Thursday, April 23, 2020

Hiding Behind a Smiley Face Mask

This is me.  Will the people who loved the smiley face on the right still love the person on the left?
The other night, I was watching TV and a commercial came on for some kind of antidepressant medication.  The woman who was the main character of the commercial walked around with a hand-drawn smiley face mask that she'd put up over her regular face...

Usually I don't pay much attention to ads on TV, but this one kind of got me.

It felt like someone was following me around and making a commercial of how I've been going through my life for years.  I plaster that damn smile on my face and just go, even if I don't feel like it.  I throw the smile in my voice on the phone, even if I've been bawling myself hoarse moments before I picked the phone up. 

I don't think I'm quite like the woman in the commercial.  I know why I'm not buoyant like a helium balloon on a string most of the time (I have my moments of buoyancy, though.  I have flashes of true happiness.  I can feel them.)  It's easier to plaster the smile on my face or straighten my shoulders and put a little sparkle in my voice than it is to answer "what's wrong?"

I've realized that I don't actually fool everyone as much as I wish I did.  I have one particular friend who can tell if I'm faking a smile even if we're talking on the phone.  And they let me know they can tell the difference, every time I do it.  The first time we had the conversation about my slipping into the Rainbow Brite Sprinkle version of me, I was unsettled, and I saw it as a bit of an invasion.  How dare they?!  But it got me asking myself why it's so important to me that people only see or hear the smile. 

Well, you know, I have a reputation.  I'm told I'm high-energy, and I am... most of the time.  I'm told I'm sunny, and I can be.  A walking glitter-bomb (who can sling an f-bomb better than you can, Dearie).  It took me so many years to accept that people actually DO love that version of me, the perky, sunny, happy-happy-happy proto-Poppy-the-Troll because for a very long time, I was convinced that I was tolerated in this world, at the very best.

I only just recently accepted that people might like or love me, so why would I want to go effing it all up by letting people see the hurricane of hurt swirling in my eyes?  Are people still going to love me even if they know I cry in the shower, in the Jeep when I'm alone, that I curl up in a ball and bawl while my daughter is off at school, that the reason I resist taking off my dark glasses, even when it's not really appropriate to be wearing dark glasses is that I've probably smudged my waterproof eye makeup because...tears?

Will the people who loved me when they thought I was Tigger still love me when they realize that I'm more Eeyore than they ever knew?  I mean really?

The thing is, I understand that I wasn't giving anybody a chance to love the real me.  Just my smiley representative.  It wasn't fair to people or to me.  People have a right to know who their friend is.  I have a right to have the kind of friends who can see through the fake smile even if they aren't even in the same ZIP code, but who love me anyway and who will just sit with me in the dark when I can't find the light-switch.  Because even Sparkly Me would do the same for them.  And I hope I have proven this.

And I'm working on Why I'm So Sad.  I talk to a therapist online, and she's helped me understand that while I do hurt my own feelings, I do have an avalanche of legitimate reasons for walking around with so much pain.  Me.  This is not an altar-call for mental health, but I feel like I wouldn't be very genuine if I slopped this all over the table and let you think I can handle it all on my own.  I tried for years to, and it's too much.  So I got help.  I have zero shame in talking about this.  I do not think this makes me weak at all.  If I had an earache, I'd visit my physician.  If I blew out my knee, I'd see an orthopaedist.  Why would anybody try to DIY something as complex and mysterious as the human psyche?  Why would I try to DIY my own mental health anymore? 

Anyway, Friends, I'm not Tigger to the bone.  I'm more like Eeyore with Tigger skin.

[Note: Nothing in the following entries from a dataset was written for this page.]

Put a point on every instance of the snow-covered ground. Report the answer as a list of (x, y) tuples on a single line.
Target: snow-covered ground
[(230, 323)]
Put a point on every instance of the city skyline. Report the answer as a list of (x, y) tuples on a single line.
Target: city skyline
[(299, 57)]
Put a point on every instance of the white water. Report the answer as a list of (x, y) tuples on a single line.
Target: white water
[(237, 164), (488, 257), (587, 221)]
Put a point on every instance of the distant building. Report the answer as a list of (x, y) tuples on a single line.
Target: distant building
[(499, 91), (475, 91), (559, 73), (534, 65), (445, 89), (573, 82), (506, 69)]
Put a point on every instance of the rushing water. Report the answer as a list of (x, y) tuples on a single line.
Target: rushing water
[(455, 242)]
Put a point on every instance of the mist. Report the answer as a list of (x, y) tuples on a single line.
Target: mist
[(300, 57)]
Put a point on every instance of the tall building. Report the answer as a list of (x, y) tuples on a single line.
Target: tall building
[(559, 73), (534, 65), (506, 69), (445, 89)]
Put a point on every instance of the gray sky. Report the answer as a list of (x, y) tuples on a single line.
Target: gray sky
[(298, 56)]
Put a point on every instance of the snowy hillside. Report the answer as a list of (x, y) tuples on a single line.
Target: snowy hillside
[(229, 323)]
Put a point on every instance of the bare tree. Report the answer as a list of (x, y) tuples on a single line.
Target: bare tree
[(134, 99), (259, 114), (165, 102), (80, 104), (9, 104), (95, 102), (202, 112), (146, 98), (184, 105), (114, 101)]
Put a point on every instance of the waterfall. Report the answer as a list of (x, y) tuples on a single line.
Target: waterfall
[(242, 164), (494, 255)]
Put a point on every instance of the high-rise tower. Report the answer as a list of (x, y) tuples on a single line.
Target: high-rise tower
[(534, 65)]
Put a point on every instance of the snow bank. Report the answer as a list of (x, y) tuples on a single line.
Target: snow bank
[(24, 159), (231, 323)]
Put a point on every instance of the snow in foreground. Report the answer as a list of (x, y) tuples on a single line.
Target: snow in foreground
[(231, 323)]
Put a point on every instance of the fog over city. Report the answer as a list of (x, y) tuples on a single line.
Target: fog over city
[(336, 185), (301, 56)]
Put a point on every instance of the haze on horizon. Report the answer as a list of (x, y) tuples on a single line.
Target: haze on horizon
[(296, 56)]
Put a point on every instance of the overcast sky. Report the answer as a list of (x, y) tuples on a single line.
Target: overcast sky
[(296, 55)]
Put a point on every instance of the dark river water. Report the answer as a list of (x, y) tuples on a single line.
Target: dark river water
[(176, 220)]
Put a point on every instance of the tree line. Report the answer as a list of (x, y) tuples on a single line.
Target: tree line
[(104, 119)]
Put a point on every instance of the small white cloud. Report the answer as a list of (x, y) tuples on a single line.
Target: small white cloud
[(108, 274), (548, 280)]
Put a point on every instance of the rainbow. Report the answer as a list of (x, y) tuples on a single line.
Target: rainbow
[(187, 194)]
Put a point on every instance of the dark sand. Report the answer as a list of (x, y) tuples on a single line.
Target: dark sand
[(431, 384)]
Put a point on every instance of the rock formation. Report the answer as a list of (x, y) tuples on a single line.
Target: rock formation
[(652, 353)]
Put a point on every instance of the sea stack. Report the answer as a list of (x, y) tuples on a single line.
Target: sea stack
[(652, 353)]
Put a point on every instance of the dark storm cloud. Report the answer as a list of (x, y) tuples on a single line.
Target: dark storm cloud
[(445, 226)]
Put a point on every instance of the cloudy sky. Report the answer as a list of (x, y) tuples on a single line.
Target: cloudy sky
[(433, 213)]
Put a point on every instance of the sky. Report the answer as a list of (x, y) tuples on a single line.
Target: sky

I haven't changed.  I've just gotten so tired of the projection.  I'm working on bringing the Smiley Face and My Face into closer alignment.  I do better like the sparkly, high-energy version of Me far better than this blue-blob-feeling incarnation.  Maybe there's somewhere in the middle we can meet.  I don't know.

I've worried that this will be the jumpin' off point for some of my people.  The going has gotten tough and is going to stay that way for a while.  But I have enough faith in humanity and enough faith in my friends to believe that I will still have friends who stick with me, and love me even through the messy and the unpleasant and the difficult to love.

Just.  Be kind to the people you meet, Friends, when we go back to being able to meet people again.  You never know who's just holding themselves together with silly putty and duct tape and popsicle sticks.  It's probably those you'd suspect the least.  I have a feeling there's a lot more of us right now, with the way things are.  Hold on, keep on, and just love.  Please.

1 comment:

  1. The real you is beautiful. More beautiful than the fake you. Thank you for being real.